AUTHOR=Dubremetz Marie , Nivre Joakim TITLE=Rhetorical Figure Detection: Chiasmus, Epanaphora, Epiphora JOURNAL=Frontiers in Digital Humanities VOLUME=5 YEAR=2018 URL=https://www.frontiersin.org/journals/digital-humanities/articles/10.3389/fdigh.2018.00010 DOI=10.3389/fdigh.2018.00010 ISSN=2297-2668 ABSTRACT=

Rhetorical figures are valuable linguistic data for literary analysis. In this article, we target the detection of three rhetorical figures that belong to the family of repetitive figures: chiasmus (I go where I please, and I please where I go.), epanaphora also called anaphora (“Poor old European Commission! Poor old European Council.”) and epiphora (“This house is mine.
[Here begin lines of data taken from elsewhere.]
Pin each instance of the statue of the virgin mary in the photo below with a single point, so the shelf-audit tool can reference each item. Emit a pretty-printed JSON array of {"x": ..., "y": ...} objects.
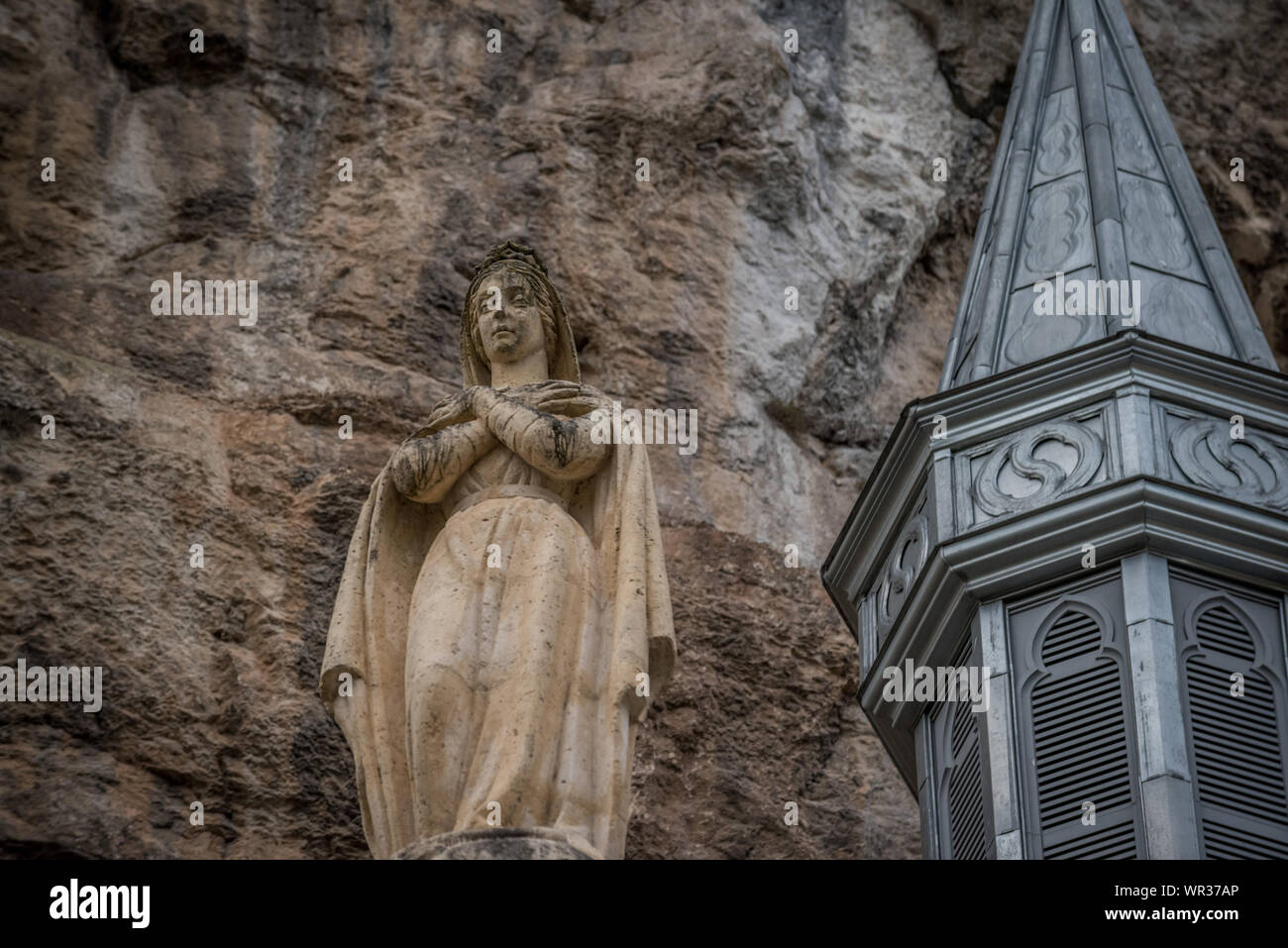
[{"x": 503, "y": 614}]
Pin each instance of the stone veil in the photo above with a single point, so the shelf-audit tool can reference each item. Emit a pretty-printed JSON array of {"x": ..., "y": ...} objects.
[{"x": 497, "y": 653}]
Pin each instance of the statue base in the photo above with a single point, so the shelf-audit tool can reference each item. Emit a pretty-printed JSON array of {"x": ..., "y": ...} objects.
[{"x": 501, "y": 843}]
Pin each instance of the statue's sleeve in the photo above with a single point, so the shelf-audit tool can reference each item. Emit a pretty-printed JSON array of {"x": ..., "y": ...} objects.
[
  {"x": 425, "y": 468},
  {"x": 562, "y": 449}
]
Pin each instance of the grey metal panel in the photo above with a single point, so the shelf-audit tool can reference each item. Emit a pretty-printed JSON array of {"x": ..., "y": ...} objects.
[
  {"x": 1076, "y": 729},
  {"x": 1171, "y": 832},
  {"x": 925, "y": 789},
  {"x": 1234, "y": 693},
  {"x": 1125, "y": 174},
  {"x": 1167, "y": 798}
]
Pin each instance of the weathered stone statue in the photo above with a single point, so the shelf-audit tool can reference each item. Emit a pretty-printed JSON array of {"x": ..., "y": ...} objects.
[{"x": 503, "y": 612}]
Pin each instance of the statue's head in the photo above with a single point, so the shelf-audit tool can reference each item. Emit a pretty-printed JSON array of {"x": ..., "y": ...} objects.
[{"x": 513, "y": 311}]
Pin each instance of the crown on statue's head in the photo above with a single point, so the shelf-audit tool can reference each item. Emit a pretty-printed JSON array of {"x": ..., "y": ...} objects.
[{"x": 511, "y": 250}]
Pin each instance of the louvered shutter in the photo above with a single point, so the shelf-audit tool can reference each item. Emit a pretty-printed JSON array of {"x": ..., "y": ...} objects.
[
  {"x": 1077, "y": 727},
  {"x": 966, "y": 826},
  {"x": 1236, "y": 742}
]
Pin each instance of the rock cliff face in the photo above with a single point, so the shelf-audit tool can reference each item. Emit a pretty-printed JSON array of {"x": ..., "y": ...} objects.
[{"x": 767, "y": 171}]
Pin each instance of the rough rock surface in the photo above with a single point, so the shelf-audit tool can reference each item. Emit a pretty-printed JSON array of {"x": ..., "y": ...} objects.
[{"x": 767, "y": 170}]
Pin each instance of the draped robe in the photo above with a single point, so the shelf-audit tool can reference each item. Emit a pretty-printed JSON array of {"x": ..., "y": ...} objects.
[{"x": 502, "y": 636}]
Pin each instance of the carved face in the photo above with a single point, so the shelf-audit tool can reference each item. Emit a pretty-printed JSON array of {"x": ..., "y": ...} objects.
[{"x": 509, "y": 322}]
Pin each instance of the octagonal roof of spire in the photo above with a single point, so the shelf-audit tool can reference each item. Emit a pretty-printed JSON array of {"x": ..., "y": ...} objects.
[{"x": 1091, "y": 183}]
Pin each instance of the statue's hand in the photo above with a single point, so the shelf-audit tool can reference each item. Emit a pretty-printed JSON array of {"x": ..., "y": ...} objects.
[
  {"x": 346, "y": 707},
  {"x": 454, "y": 411},
  {"x": 557, "y": 397}
]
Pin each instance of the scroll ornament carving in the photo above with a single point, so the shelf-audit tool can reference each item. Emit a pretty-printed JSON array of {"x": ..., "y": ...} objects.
[
  {"x": 1055, "y": 223},
  {"x": 1052, "y": 478},
  {"x": 1060, "y": 146},
  {"x": 906, "y": 561},
  {"x": 1155, "y": 226},
  {"x": 1202, "y": 447}
]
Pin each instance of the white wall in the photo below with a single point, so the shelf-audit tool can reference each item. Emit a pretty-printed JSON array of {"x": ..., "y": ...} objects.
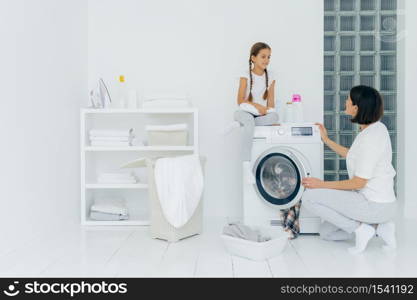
[
  {"x": 43, "y": 58},
  {"x": 408, "y": 104},
  {"x": 200, "y": 47}
]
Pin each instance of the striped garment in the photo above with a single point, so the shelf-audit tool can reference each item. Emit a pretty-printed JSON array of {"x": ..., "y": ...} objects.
[{"x": 290, "y": 221}]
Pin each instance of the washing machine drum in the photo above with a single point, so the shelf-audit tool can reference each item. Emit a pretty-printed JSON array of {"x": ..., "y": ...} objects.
[{"x": 278, "y": 179}]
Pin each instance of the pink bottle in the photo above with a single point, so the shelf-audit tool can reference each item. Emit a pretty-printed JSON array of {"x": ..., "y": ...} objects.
[{"x": 297, "y": 108}]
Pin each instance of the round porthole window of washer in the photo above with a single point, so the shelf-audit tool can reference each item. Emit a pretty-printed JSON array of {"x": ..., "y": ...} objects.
[{"x": 278, "y": 178}]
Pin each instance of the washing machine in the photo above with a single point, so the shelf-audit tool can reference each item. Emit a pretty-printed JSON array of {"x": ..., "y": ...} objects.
[{"x": 281, "y": 156}]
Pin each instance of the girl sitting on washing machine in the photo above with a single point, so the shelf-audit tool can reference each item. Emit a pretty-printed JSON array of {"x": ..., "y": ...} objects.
[
  {"x": 256, "y": 96},
  {"x": 364, "y": 204}
]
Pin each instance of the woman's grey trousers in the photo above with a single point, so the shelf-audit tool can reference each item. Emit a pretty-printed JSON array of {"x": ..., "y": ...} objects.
[
  {"x": 343, "y": 211},
  {"x": 249, "y": 121}
]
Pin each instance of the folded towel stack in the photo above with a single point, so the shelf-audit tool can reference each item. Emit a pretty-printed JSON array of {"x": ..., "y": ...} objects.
[
  {"x": 172, "y": 127},
  {"x": 166, "y": 101},
  {"x": 109, "y": 209},
  {"x": 102, "y": 137},
  {"x": 116, "y": 178}
]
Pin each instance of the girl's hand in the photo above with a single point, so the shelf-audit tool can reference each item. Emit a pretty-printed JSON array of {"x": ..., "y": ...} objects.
[
  {"x": 323, "y": 132},
  {"x": 262, "y": 110},
  {"x": 312, "y": 183}
]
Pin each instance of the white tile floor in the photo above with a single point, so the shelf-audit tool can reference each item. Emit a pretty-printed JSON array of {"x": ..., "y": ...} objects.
[{"x": 129, "y": 252}]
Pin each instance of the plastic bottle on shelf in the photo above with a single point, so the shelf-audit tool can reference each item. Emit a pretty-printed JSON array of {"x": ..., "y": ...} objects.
[
  {"x": 289, "y": 113},
  {"x": 297, "y": 109}
]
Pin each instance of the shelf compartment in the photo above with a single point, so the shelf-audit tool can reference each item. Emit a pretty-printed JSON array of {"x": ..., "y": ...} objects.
[{"x": 116, "y": 186}]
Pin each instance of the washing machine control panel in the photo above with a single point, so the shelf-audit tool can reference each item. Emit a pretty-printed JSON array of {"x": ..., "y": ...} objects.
[{"x": 304, "y": 133}]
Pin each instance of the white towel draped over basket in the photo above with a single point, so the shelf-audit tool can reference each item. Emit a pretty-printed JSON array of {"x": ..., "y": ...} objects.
[
  {"x": 160, "y": 227},
  {"x": 179, "y": 183}
]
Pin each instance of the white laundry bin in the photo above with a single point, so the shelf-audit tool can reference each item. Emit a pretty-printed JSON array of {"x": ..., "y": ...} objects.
[
  {"x": 164, "y": 136},
  {"x": 160, "y": 228}
]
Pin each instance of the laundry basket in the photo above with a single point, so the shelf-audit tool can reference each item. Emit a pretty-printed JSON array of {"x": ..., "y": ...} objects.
[
  {"x": 160, "y": 228},
  {"x": 167, "y": 135}
]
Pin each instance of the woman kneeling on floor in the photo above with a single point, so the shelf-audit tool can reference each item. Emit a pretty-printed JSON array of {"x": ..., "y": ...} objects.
[{"x": 364, "y": 204}]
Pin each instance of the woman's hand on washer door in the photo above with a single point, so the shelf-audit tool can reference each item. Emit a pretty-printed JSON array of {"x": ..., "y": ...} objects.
[
  {"x": 339, "y": 149},
  {"x": 312, "y": 183}
]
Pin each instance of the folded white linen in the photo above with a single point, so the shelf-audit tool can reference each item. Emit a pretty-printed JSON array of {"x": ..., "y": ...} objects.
[
  {"x": 111, "y": 138},
  {"x": 170, "y": 96},
  {"x": 99, "y": 216},
  {"x": 173, "y": 127},
  {"x": 124, "y": 175},
  {"x": 179, "y": 184},
  {"x": 110, "y": 132},
  {"x": 110, "y": 206},
  {"x": 110, "y": 143},
  {"x": 165, "y": 103}
]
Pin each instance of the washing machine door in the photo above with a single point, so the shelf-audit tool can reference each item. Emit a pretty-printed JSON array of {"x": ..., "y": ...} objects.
[{"x": 278, "y": 173}]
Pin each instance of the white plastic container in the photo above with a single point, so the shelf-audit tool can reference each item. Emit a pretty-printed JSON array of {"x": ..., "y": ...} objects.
[
  {"x": 168, "y": 135},
  {"x": 297, "y": 108},
  {"x": 257, "y": 250}
]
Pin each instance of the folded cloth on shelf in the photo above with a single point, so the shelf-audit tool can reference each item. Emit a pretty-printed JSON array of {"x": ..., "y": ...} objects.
[
  {"x": 110, "y": 206},
  {"x": 179, "y": 184},
  {"x": 244, "y": 232},
  {"x": 104, "y": 180},
  {"x": 110, "y": 143},
  {"x": 172, "y": 127},
  {"x": 166, "y": 103},
  {"x": 165, "y": 95},
  {"x": 125, "y": 175},
  {"x": 252, "y": 109},
  {"x": 99, "y": 216},
  {"x": 110, "y": 132}
]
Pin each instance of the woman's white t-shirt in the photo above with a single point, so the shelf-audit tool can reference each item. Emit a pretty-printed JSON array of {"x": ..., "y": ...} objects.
[
  {"x": 258, "y": 85},
  {"x": 370, "y": 157}
]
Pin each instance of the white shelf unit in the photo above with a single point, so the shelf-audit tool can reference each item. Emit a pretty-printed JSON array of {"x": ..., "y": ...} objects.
[{"x": 96, "y": 159}]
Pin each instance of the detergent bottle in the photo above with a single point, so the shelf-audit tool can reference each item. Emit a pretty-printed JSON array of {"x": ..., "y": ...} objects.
[
  {"x": 297, "y": 109},
  {"x": 121, "y": 101}
]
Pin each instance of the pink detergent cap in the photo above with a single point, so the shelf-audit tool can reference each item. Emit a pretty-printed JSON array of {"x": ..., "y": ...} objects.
[{"x": 296, "y": 98}]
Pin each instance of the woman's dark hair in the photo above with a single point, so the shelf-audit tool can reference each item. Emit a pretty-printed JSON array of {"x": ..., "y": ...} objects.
[
  {"x": 254, "y": 51},
  {"x": 369, "y": 102}
]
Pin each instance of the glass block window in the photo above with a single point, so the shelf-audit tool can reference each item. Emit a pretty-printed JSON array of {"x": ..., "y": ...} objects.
[{"x": 359, "y": 48}]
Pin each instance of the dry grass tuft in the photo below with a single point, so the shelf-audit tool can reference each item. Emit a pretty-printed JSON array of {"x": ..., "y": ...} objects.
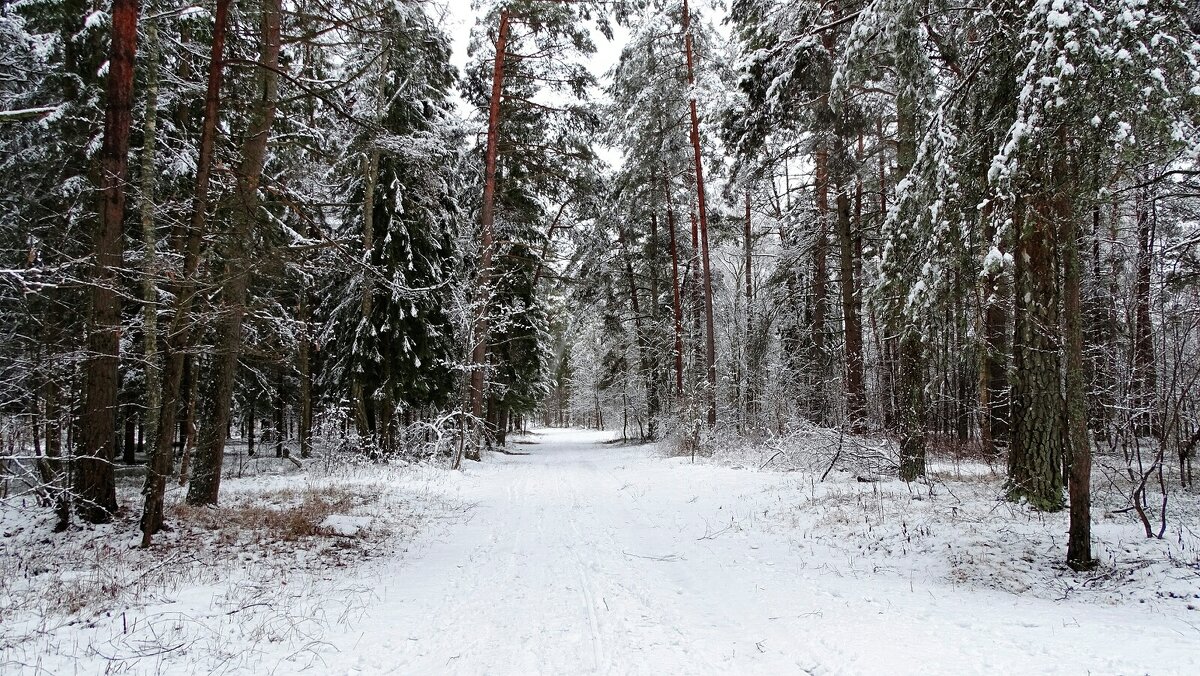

This car is mine. You are mine.”). Detecting repetition of words is easy for a computer but detecting only the ones provoking a rhetorical effect is difficult because of many accidental and irrelevant repetitions. For all figures, we train a log-linear classifier on a corpus of political debates. The corpus is only very partially annotated, but we nevertheless obtain good results, with more than 50% precision for all figures. We then apply our models to totally different genres and perform a comparative analysis, by comparing corpora of fiction, science and quotes. Thanks to the automatic detection of rhetorical figures, we discover that chiasmus is more likely to appear in the scientific context whereas epanaphora and epiphora are more common in fiction.